Una noche, el niño se levantó con ojos extrañamente abiertos. Los ojos de aquel niño estaban barnizados de almíbar, y su boca tenía dientecillos agudos, ansiosos. Llegó al escaparate y apoyó la frente en el cristal, que estaba frío. Sintió gran desolación en las palmas de las manos. Todo estaba apagado, y nada veía. Pero aquel niño sonámbulo volvió a su choza con las redondas pupilas, de color de miel y azúcar tostado, muy abiertas.
El sol llegó, grande, y el niño lo vio entrar. No podía cerrar los ojos y suspiraba. En aquel momento una señora caritativa asomó la cabeza por la puerta. Traía un cazo lleno de garbanzos que le habían sobrado.
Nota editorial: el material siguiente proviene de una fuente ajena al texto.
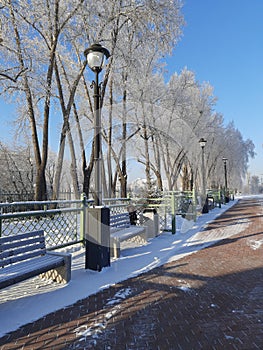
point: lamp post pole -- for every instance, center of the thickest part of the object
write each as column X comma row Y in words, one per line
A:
column 202, row 143
column 95, row 57
column 226, row 186
column 97, row 141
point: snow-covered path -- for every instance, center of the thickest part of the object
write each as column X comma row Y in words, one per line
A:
column 32, row 299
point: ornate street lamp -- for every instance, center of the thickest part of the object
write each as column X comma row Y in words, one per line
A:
column 202, row 143
column 226, row 186
column 97, row 237
column 96, row 55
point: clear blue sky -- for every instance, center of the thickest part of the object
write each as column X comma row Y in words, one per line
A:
column 223, row 44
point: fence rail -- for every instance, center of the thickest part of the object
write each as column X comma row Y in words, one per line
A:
column 64, row 221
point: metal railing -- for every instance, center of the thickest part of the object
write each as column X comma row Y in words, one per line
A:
column 64, row 221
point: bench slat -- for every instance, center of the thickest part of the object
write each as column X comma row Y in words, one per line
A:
column 19, row 258
column 25, row 235
column 30, row 268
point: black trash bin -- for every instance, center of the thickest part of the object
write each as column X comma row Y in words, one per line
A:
column 97, row 238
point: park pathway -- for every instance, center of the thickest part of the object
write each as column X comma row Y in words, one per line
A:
column 212, row 299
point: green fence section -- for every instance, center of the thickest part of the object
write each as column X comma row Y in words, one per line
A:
column 64, row 221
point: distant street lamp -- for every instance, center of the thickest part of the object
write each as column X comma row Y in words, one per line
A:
column 226, row 186
column 202, row 143
column 96, row 55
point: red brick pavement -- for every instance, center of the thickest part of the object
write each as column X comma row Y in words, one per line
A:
column 208, row 300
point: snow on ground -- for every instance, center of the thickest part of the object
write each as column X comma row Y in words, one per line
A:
column 32, row 299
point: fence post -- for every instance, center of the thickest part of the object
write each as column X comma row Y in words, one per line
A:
column 173, row 211
column 83, row 216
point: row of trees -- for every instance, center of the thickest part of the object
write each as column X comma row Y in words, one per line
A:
column 145, row 118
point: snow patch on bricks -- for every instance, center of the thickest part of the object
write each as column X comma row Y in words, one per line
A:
column 99, row 325
column 255, row 244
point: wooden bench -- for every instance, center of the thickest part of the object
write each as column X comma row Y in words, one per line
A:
column 24, row 256
column 121, row 230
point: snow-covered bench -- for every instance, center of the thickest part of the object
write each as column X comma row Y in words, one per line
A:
column 121, row 230
column 24, row 256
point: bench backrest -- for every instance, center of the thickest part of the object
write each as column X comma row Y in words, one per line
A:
column 21, row 247
column 121, row 220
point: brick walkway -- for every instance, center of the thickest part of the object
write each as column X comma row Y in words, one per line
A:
column 208, row 300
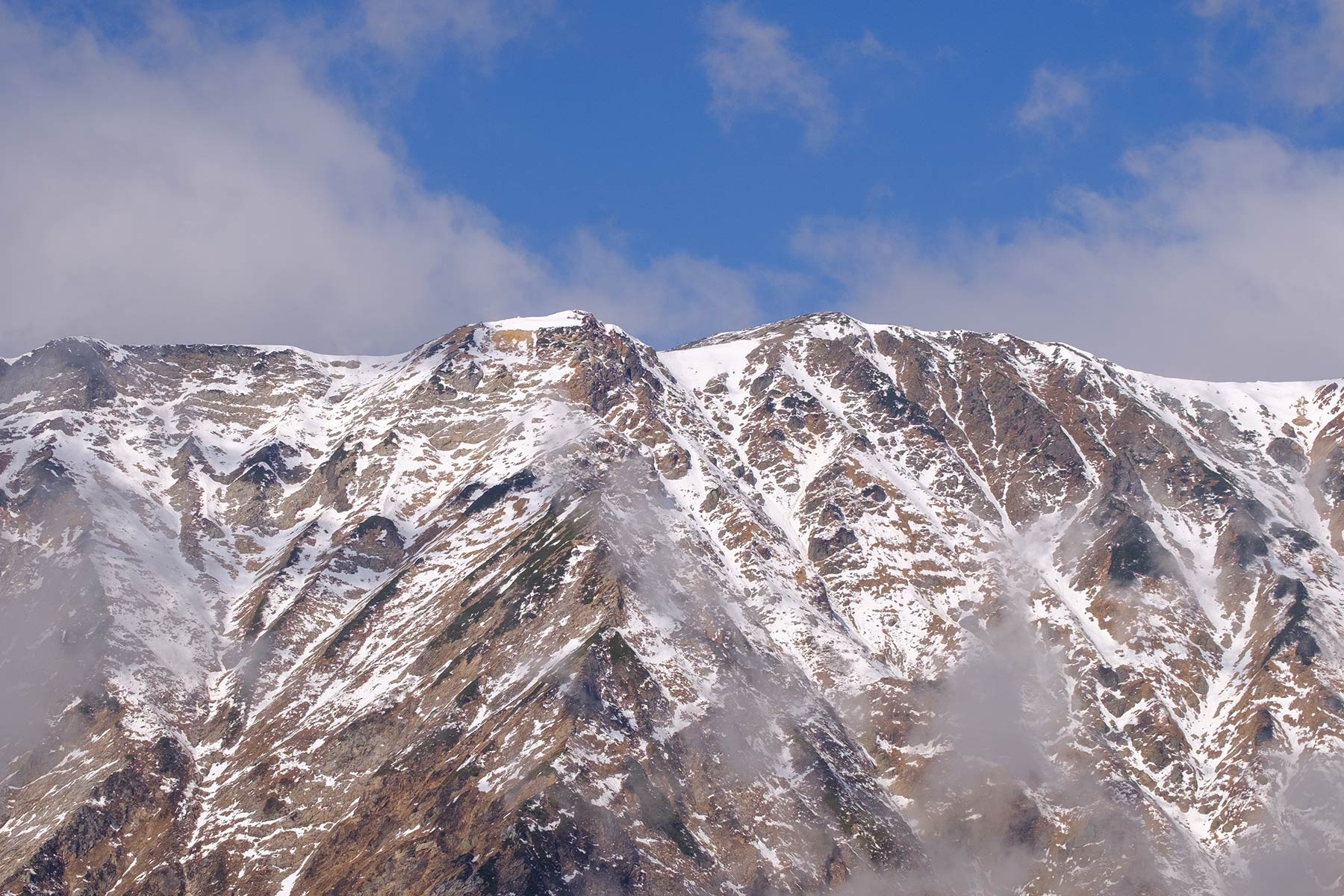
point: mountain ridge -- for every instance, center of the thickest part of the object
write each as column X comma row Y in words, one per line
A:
column 789, row 546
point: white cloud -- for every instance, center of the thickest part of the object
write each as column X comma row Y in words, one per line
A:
column 1054, row 96
column 205, row 191
column 1222, row 261
column 752, row 69
column 479, row 27
column 1303, row 55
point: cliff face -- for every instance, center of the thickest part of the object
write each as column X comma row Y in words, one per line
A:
column 535, row 609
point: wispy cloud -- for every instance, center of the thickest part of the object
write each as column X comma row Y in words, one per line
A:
column 188, row 188
column 752, row 69
column 1219, row 260
column 477, row 27
column 1301, row 58
column 1054, row 97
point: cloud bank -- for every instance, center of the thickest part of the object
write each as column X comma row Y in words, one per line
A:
column 199, row 190
column 1221, row 262
column 190, row 187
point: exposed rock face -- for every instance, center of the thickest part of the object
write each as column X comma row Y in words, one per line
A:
column 535, row 609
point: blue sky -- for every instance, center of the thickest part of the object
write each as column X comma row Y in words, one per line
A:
column 1157, row 183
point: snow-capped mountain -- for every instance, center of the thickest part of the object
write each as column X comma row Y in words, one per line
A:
column 535, row 609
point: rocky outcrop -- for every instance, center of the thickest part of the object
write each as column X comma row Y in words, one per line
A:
column 535, row 609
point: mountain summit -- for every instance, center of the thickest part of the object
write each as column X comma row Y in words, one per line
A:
column 537, row 609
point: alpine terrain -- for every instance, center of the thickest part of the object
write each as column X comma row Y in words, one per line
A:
column 535, row 609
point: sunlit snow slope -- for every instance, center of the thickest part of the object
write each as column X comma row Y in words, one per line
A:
column 535, row 609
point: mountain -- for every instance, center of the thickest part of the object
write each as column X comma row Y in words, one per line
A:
column 535, row 609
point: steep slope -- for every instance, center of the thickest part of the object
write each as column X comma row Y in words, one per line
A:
column 537, row 609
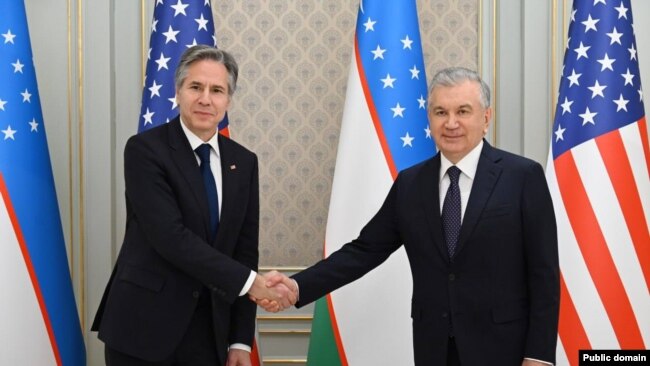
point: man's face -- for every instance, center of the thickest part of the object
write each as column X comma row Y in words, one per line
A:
column 203, row 97
column 457, row 119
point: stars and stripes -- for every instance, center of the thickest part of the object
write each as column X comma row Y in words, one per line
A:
column 176, row 25
column 38, row 312
column 598, row 174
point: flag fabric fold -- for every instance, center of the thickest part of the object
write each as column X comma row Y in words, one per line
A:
column 598, row 173
column 384, row 130
column 39, row 323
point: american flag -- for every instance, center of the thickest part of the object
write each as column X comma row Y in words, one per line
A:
column 39, row 323
column 598, row 173
column 176, row 26
column 384, row 130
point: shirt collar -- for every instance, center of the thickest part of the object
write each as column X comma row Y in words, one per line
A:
column 196, row 141
column 467, row 164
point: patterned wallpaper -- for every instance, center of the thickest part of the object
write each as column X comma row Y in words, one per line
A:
column 294, row 57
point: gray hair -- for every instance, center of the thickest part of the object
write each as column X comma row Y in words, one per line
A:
column 453, row 76
column 203, row 52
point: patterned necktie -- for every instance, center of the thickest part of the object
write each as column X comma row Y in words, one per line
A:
column 451, row 211
column 210, row 187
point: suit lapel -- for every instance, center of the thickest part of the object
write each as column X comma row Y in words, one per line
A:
column 184, row 158
column 430, row 193
column 487, row 175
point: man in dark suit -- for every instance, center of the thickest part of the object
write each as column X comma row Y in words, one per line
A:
column 190, row 251
column 479, row 230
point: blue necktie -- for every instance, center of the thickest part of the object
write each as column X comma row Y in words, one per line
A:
column 210, row 187
column 451, row 211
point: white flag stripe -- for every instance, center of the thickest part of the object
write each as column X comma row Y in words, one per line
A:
column 361, row 182
column 560, row 356
column 361, row 177
column 634, row 147
column 612, row 223
column 27, row 341
column 576, row 275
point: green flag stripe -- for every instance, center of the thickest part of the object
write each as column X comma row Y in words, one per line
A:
column 322, row 343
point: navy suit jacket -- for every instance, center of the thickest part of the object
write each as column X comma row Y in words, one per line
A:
column 499, row 296
column 166, row 260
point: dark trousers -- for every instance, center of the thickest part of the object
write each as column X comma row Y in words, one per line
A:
column 197, row 348
column 452, row 353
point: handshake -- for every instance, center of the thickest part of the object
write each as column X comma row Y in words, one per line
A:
column 274, row 291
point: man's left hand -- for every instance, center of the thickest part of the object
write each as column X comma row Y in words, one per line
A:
column 238, row 357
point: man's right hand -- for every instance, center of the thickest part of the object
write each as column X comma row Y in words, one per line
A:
column 273, row 295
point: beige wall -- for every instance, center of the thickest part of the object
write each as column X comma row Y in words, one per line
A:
column 294, row 58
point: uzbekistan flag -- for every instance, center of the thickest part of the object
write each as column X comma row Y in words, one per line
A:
column 598, row 176
column 39, row 324
column 384, row 130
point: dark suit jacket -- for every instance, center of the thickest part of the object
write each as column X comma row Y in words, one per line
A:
column 166, row 259
column 500, row 294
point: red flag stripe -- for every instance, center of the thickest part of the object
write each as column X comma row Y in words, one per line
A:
column 572, row 333
column 618, row 166
column 30, row 269
column 597, row 256
column 373, row 112
column 643, row 131
column 335, row 330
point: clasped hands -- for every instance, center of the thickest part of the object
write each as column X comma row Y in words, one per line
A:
column 274, row 291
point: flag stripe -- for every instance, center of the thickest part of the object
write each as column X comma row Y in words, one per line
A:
column 572, row 333
column 643, row 131
column 30, row 269
column 373, row 111
column 335, row 330
column 594, row 249
column 620, row 173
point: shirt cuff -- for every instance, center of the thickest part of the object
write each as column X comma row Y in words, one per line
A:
column 247, row 287
column 544, row 362
column 241, row 346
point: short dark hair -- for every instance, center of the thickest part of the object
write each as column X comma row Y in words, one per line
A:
column 203, row 52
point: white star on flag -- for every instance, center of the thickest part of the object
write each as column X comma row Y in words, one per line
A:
column 26, row 96
column 378, row 52
column 369, row 24
column 597, row 89
column 588, row 117
column 388, row 81
column 9, row 38
column 9, row 133
column 155, row 89
column 203, row 23
column 170, row 35
column 407, row 42
column 147, row 117
column 407, row 140
column 18, row 67
column 34, row 125
column 179, row 8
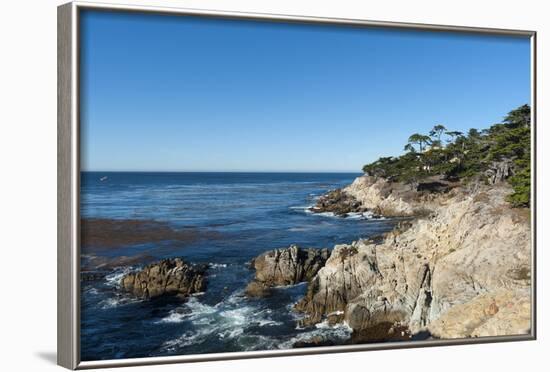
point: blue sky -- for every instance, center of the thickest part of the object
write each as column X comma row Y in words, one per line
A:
column 168, row 93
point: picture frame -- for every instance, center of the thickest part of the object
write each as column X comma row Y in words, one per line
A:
column 69, row 183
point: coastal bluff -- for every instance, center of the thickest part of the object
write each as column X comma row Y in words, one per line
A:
column 460, row 268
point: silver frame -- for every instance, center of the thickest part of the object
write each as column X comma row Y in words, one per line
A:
column 68, row 181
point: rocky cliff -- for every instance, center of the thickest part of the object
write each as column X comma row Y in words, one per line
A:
column 169, row 277
column 286, row 266
column 460, row 270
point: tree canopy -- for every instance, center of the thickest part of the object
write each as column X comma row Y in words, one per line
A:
column 467, row 156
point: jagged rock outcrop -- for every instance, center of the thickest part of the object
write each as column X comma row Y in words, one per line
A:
column 286, row 266
column 168, row 277
column 382, row 197
column 471, row 244
column 338, row 202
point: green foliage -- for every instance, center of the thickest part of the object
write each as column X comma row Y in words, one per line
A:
column 466, row 156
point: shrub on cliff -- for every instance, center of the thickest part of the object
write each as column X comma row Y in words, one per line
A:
column 465, row 156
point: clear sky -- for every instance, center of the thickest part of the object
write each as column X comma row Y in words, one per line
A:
column 168, row 93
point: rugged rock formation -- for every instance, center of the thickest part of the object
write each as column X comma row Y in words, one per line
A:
column 499, row 171
column 339, row 203
column 287, row 266
column 381, row 197
column 462, row 255
column 169, row 277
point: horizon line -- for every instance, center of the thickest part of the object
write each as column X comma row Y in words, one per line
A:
column 216, row 171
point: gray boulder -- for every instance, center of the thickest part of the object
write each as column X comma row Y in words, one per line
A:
column 168, row 277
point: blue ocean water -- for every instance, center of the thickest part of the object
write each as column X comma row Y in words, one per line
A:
column 248, row 213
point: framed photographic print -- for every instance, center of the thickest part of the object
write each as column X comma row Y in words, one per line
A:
column 235, row 185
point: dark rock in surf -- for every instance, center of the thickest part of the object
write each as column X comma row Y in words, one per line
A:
column 169, row 277
column 338, row 202
column 286, row 266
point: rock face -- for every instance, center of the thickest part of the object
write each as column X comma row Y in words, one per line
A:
column 500, row 171
column 426, row 274
column 383, row 198
column 169, row 277
column 287, row 266
column 338, row 202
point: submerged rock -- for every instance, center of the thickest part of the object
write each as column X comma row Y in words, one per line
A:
column 381, row 197
column 168, row 277
column 338, row 202
column 286, row 266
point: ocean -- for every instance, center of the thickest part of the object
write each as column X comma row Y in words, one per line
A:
column 237, row 216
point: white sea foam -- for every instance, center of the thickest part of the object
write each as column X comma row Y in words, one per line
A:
column 112, row 302
column 226, row 320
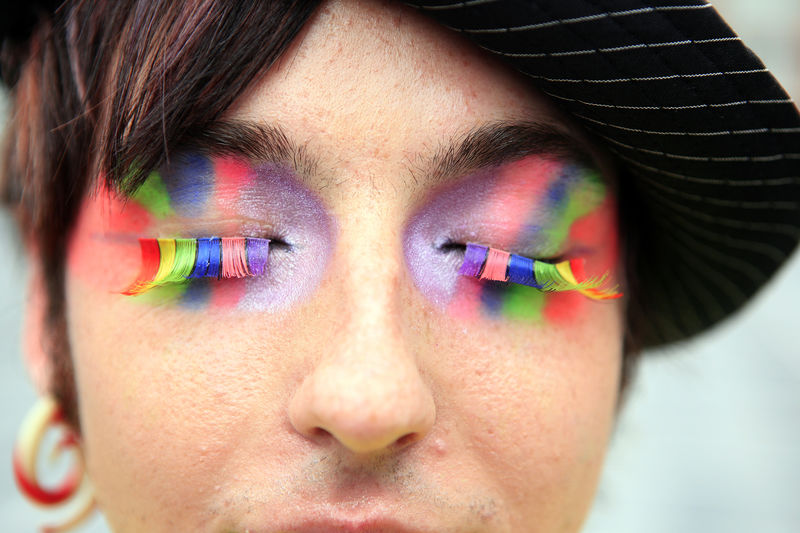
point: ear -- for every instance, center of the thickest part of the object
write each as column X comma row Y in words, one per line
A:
column 35, row 339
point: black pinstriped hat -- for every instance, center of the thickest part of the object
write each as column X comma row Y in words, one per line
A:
column 709, row 141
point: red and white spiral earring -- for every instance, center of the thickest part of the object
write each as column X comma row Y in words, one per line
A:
column 75, row 489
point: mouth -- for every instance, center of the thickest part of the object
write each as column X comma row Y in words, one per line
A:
column 338, row 519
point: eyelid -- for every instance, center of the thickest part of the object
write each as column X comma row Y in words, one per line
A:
column 486, row 263
column 169, row 261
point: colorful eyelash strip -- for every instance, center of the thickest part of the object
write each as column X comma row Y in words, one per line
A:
column 487, row 263
column 167, row 261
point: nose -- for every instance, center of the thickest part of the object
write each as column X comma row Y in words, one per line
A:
column 366, row 391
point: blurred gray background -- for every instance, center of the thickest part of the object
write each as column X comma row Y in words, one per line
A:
column 710, row 438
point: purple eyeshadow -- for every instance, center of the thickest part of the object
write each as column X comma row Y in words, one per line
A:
column 298, row 217
column 189, row 180
column 474, row 258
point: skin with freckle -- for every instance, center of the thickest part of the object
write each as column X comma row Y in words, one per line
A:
column 361, row 385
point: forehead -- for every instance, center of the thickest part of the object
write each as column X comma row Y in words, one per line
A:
column 379, row 80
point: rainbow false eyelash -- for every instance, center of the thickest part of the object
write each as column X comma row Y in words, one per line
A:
column 487, row 263
column 166, row 261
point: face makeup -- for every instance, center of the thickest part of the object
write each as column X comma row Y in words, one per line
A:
column 229, row 198
column 539, row 207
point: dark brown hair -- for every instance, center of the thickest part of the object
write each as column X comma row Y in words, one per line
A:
column 102, row 88
column 110, row 89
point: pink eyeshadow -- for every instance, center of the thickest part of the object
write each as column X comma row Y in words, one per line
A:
column 519, row 191
column 226, row 294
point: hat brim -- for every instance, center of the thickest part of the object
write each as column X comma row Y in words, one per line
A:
column 709, row 140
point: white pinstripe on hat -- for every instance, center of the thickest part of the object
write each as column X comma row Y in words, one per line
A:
column 709, row 141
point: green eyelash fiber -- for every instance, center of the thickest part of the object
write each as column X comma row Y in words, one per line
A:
column 548, row 276
column 185, row 255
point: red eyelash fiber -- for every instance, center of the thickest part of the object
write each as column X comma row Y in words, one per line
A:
column 151, row 257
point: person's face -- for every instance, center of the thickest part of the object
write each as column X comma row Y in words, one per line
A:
column 361, row 385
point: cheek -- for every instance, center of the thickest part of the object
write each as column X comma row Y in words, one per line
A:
column 168, row 403
column 534, row 406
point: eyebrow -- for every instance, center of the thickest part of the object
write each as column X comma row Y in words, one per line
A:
column 489, row 145
column 499, row 143
column 259, row 142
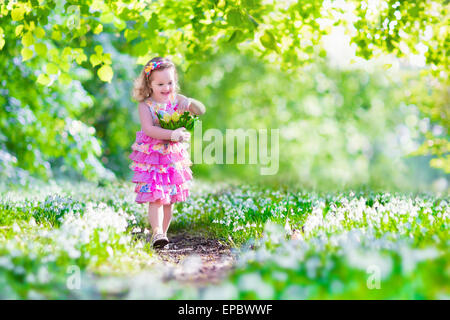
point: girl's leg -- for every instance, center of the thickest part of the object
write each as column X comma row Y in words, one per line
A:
column 156, row 216
column 167, row 217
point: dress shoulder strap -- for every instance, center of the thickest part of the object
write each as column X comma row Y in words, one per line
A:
column 152, row 111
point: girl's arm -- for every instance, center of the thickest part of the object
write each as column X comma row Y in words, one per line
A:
column 193, row 106
column 147, row 124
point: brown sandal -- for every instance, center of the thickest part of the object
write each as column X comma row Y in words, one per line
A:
column 159, row 240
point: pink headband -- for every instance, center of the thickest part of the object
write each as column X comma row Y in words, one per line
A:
column 152, row 66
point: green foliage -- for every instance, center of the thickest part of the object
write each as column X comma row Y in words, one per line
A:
column 62, row 109
column 348, row 245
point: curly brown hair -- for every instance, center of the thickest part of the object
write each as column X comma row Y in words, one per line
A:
column 141, row 88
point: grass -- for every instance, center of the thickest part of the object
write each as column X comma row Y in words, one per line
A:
column 78, row 241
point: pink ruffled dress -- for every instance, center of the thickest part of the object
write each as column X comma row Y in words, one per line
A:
column 161, row 167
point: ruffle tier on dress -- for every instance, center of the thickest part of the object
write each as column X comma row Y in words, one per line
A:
column 161, row 170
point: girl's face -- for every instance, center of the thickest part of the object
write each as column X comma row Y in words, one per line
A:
column 163, row 85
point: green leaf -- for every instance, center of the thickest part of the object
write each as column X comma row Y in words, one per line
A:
column 52, row 68
column 81, row 58
column 39, row 32
column 268, row 41
column 95, row 60
column 107, row 58
column 65, row 79
column 27, row 39
column 19, row 30
column 106, row 18
column 120, row 24
column 43, row 79
column 131, row 34
column 105, row 73
column 56, row 35
column 98, row 29
column 234, row 17
column 41, row 49
column 17, row 14
column 98, row 49
column 27, row 54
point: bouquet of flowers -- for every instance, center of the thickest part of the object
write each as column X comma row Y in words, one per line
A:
column 177, row 120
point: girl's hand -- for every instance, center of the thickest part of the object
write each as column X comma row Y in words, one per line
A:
column 184, row 102
column 180, row 134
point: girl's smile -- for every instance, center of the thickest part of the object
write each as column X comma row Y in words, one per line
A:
column 163, row 85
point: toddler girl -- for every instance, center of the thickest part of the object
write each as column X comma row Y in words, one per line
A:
column 161, row 162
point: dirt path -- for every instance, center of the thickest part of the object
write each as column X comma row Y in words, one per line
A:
column 196, row 260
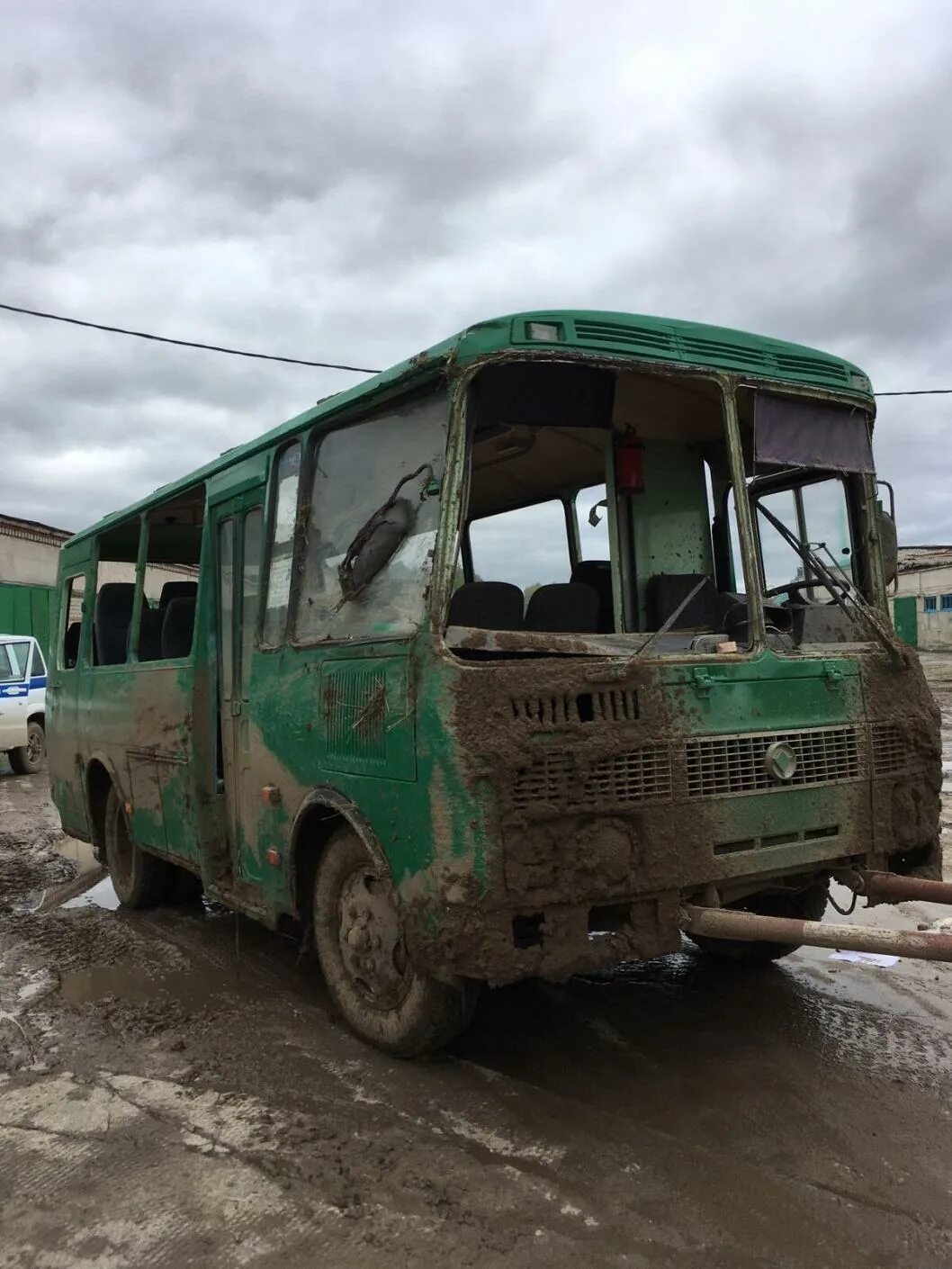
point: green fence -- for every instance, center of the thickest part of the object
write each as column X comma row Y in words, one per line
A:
column 25, row 610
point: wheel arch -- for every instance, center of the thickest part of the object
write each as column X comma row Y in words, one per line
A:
column 323, row 811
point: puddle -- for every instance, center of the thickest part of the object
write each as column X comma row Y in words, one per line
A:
column 102, row 895
column 132, row 983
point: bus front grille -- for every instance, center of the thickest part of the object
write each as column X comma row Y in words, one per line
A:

-Yo no tengo a hambre. Yo no tengo hambre –dijo el niño. Y la señora caritativa, escandalizada, se fue a contarlo a todo el mundo. “Yo no tengo hambre”, repitió el niño, interminablemente.
El flaco perrillo se marchó de allí, con el corazón oprimido. Volvió, trayendo en la boca un trozo de escarcha, que brillaba al sol como un gran caramelo. El niño lo chupó durante toda la mañana, sin que se fundiera en su boca fría, con toda la nostalgia.